Insulin that can be inhaled was briefly available to diabetics a few years ago -- but weak sales drove drugmakers to shut down their sales.
Now, a new inhalable insulin powder that's more effective than injected and oral treatments could be available as early as next year. Businessweek reports.
In a late-stage clinical trial, Afrezza showed positive results for controlling diabetes. Taken with a small inhaler (called Dreamboat), the powder helps insulin reach peak levels within 14 minutes -- matching the insulin release in non-diabetics when they eat.
According to the drug’s maker, California-based MannKind, in this latest study -- involving 518 patients with Type 2 diabetes (where cells fail to use insulin properly) -- Afrezza helped reduce long-term blood sugar levels. It’s also expected to be used by patients with Type 1 diabetes (where the body produces no insulin).

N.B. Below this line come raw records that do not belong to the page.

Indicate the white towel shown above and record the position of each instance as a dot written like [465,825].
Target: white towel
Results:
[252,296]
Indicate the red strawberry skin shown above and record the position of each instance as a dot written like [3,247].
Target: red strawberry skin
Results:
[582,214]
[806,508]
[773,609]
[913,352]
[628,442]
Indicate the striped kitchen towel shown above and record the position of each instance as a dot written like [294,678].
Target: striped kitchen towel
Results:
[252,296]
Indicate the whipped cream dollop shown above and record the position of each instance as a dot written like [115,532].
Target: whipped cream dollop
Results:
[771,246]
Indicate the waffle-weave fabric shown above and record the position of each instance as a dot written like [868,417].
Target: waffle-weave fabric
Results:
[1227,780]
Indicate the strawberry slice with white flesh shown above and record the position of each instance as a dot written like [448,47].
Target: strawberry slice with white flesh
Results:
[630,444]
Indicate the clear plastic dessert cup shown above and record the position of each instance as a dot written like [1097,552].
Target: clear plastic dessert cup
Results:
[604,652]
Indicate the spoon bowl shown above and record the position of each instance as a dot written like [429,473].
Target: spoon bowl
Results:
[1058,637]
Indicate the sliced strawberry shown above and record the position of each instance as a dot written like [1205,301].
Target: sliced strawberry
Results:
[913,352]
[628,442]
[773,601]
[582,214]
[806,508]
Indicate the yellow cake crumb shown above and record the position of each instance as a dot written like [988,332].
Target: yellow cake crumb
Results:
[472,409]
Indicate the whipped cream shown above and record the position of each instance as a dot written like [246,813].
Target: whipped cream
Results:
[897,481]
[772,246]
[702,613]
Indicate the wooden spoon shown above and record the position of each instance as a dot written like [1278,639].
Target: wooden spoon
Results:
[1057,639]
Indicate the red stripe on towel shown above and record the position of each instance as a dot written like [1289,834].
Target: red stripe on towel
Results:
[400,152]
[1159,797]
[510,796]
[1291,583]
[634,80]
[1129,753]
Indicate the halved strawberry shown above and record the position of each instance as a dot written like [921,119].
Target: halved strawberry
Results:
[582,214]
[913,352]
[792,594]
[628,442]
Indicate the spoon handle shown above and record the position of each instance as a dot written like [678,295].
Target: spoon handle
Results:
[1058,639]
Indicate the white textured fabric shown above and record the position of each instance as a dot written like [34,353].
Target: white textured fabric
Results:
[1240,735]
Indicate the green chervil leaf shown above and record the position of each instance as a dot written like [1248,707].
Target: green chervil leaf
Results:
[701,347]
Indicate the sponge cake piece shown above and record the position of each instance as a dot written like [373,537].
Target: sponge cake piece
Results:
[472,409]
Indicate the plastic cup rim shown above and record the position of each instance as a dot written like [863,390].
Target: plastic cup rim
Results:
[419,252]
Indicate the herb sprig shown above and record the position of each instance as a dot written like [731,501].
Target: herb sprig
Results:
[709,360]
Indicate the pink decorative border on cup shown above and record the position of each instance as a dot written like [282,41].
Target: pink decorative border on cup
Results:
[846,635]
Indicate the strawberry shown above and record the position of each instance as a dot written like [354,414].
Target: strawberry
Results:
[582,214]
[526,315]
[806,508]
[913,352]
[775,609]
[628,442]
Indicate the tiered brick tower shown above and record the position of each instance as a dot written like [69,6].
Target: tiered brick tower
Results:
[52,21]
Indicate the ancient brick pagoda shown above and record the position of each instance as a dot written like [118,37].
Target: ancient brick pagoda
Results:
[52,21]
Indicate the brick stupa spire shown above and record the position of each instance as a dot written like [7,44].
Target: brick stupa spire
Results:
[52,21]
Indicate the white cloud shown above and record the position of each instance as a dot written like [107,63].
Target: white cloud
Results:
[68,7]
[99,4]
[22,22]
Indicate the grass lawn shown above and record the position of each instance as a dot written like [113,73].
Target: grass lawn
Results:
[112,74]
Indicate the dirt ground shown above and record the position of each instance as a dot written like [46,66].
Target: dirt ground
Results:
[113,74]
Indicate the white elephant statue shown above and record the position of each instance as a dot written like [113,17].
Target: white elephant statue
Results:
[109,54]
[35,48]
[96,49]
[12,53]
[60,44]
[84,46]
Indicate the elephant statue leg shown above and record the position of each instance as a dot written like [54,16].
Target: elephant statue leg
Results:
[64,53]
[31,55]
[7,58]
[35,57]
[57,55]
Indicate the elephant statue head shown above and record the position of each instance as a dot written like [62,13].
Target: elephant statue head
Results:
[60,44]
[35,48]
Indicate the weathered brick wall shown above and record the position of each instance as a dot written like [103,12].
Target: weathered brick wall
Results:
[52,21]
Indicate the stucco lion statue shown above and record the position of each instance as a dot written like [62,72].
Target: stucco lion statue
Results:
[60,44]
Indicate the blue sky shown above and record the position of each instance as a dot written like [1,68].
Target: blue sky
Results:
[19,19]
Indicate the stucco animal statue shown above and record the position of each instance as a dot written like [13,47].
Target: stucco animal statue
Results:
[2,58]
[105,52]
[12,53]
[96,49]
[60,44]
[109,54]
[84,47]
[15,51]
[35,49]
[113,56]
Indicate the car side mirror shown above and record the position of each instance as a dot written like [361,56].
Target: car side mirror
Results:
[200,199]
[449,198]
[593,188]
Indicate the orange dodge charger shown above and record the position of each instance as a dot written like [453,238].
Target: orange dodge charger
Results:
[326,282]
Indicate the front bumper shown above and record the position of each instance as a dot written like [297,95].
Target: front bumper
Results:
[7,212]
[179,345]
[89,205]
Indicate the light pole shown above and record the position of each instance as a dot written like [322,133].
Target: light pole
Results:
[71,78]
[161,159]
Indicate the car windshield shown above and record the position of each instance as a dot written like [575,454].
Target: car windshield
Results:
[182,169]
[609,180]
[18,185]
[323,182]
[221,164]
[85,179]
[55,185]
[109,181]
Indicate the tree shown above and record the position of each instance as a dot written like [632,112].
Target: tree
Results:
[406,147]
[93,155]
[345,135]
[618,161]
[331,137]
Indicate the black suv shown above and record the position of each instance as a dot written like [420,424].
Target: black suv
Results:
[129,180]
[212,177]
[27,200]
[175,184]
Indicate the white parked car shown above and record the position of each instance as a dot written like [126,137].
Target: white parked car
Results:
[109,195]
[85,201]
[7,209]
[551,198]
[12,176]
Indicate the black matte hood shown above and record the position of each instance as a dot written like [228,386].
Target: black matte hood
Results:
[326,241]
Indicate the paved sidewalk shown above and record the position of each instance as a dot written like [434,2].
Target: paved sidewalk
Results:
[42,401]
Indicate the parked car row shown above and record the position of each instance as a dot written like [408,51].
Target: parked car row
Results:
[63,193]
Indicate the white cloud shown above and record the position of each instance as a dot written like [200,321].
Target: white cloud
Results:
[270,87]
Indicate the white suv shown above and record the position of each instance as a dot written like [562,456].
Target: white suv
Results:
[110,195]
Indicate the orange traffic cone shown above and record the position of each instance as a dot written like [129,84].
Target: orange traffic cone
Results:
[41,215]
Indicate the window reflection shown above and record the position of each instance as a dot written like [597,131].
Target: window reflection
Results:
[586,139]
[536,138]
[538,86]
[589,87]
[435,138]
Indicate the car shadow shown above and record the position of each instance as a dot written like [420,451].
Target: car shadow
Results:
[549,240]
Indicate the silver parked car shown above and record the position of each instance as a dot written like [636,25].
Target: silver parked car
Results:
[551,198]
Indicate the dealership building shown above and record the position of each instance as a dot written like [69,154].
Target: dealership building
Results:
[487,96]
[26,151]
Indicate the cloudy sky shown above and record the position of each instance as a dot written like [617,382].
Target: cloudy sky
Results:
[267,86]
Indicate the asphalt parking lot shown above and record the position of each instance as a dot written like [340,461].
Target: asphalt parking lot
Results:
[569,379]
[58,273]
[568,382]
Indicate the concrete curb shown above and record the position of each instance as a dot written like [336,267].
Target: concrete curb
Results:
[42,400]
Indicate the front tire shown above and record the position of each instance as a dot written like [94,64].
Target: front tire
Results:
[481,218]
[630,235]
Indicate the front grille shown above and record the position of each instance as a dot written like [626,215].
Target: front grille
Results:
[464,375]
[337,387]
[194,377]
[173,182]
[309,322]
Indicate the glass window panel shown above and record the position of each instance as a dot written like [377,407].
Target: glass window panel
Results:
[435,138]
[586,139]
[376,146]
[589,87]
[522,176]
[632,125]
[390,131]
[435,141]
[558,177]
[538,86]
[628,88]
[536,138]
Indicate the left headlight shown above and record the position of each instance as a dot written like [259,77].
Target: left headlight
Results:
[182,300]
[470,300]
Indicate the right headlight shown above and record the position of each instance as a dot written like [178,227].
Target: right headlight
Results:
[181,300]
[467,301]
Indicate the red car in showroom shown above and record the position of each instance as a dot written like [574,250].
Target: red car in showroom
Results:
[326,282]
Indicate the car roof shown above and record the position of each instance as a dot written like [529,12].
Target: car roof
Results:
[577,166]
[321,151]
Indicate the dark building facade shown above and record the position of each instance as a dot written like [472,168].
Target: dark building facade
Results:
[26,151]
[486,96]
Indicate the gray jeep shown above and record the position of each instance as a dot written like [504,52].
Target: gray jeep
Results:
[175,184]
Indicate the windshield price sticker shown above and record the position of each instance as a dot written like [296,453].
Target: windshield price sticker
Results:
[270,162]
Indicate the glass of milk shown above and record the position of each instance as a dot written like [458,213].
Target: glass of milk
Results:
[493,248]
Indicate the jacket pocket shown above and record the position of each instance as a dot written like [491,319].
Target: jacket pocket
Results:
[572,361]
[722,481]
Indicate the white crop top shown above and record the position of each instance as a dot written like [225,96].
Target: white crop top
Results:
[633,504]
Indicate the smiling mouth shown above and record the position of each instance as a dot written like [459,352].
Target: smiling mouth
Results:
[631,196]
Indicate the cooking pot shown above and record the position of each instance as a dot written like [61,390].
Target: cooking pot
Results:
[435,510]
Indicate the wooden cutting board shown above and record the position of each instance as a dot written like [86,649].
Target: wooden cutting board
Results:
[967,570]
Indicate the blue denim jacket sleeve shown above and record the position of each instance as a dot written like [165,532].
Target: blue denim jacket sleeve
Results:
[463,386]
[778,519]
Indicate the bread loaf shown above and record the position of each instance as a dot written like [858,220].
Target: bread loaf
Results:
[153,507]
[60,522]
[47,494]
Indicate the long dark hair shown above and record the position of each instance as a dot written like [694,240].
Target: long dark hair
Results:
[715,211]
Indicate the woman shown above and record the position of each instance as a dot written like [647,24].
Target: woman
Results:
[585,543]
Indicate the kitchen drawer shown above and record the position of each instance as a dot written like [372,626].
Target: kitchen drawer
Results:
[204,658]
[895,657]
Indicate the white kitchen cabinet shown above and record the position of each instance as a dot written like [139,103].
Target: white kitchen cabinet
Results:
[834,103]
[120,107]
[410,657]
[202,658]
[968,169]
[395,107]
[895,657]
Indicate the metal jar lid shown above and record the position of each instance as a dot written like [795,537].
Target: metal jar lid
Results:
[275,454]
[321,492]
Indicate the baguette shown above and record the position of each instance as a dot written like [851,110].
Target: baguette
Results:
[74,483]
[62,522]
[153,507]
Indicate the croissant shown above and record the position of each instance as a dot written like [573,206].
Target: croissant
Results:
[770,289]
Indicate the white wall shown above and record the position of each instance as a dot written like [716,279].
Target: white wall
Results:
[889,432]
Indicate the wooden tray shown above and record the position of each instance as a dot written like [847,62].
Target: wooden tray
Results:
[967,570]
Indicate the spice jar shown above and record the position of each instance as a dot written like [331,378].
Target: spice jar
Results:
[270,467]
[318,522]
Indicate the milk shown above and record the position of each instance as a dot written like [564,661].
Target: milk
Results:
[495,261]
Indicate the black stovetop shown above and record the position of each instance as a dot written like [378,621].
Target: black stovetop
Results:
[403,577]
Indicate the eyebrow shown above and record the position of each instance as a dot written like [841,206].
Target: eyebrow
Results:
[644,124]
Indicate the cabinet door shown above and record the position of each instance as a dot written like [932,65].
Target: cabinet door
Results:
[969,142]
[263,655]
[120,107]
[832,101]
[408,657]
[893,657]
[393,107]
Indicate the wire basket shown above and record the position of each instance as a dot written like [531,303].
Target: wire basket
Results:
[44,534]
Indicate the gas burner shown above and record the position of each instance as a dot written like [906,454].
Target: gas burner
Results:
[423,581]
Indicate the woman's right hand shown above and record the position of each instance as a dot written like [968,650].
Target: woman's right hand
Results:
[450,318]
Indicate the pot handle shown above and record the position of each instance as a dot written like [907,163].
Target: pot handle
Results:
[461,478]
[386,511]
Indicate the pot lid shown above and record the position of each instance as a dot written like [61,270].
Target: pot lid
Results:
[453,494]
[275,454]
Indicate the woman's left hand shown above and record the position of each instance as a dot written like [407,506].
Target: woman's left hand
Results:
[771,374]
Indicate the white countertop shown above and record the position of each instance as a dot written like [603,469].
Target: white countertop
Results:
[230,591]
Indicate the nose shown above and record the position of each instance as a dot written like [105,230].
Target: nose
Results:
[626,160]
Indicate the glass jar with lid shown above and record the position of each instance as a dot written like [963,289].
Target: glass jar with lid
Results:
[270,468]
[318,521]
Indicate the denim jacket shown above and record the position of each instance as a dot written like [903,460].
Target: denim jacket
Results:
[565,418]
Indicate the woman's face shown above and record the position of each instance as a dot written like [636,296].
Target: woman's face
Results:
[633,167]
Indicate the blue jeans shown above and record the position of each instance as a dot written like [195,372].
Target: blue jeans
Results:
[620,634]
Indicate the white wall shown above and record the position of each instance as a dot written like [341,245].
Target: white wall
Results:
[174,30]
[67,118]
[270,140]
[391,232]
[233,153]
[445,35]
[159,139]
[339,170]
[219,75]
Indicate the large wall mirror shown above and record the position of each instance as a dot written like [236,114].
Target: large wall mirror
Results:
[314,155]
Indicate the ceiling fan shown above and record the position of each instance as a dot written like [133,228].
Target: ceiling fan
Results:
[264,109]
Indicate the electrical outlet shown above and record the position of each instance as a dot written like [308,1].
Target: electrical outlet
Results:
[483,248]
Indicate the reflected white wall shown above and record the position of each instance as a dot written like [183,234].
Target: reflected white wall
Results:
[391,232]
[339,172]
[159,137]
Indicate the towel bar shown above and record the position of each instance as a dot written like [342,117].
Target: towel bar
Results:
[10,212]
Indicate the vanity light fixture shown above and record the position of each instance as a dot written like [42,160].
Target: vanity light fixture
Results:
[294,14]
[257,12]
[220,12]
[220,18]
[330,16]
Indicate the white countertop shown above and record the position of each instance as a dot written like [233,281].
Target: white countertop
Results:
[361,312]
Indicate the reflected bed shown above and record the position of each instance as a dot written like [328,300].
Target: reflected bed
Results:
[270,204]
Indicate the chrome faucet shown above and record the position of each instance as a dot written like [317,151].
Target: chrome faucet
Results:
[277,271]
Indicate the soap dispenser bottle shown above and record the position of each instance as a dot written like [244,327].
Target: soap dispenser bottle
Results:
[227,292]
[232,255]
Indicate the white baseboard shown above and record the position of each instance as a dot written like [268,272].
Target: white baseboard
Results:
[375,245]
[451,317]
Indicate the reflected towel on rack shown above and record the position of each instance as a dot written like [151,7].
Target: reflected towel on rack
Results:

Pharmaceutical companies have been working on inhalable insulin for a long time -- on the theory that diabetics would rather puff on an inhaler than give themselves a shot. They’ve faced high profile commercial failures in the past:
In 2007, Pfizer stopped selling its Exubera insulin powder because of weak sales after less than two years on the market. Exubera never gained traction, largely because insurers wouldn’t pay for it, saying it was too expensive and didn’t work for many patients. Eli Lilly & Co. and Novo Nordisk both ended inhaled insulin research programs in 2008.
According to MannKind last week, Afrezza is more effective than the prior drugs and could cost about the same as the current injectable insulin "pens" (about $2,000 annually).
The market for diabetes treatment is "so immense and it’s growing so rapidly," says MannKind’s Matthew Pfeffer. More than 8 percent of Americans have Type 2 diabetes. "While we think of our country as having an obesity and diabetes epidemic, we’re not even in the top 10 of incidence of diabetes."
The U.S. Food and Drug Administration rejected Afrezza in 2011. The company plans to file these latest results with the FDA this fall and expect a decision in 2014.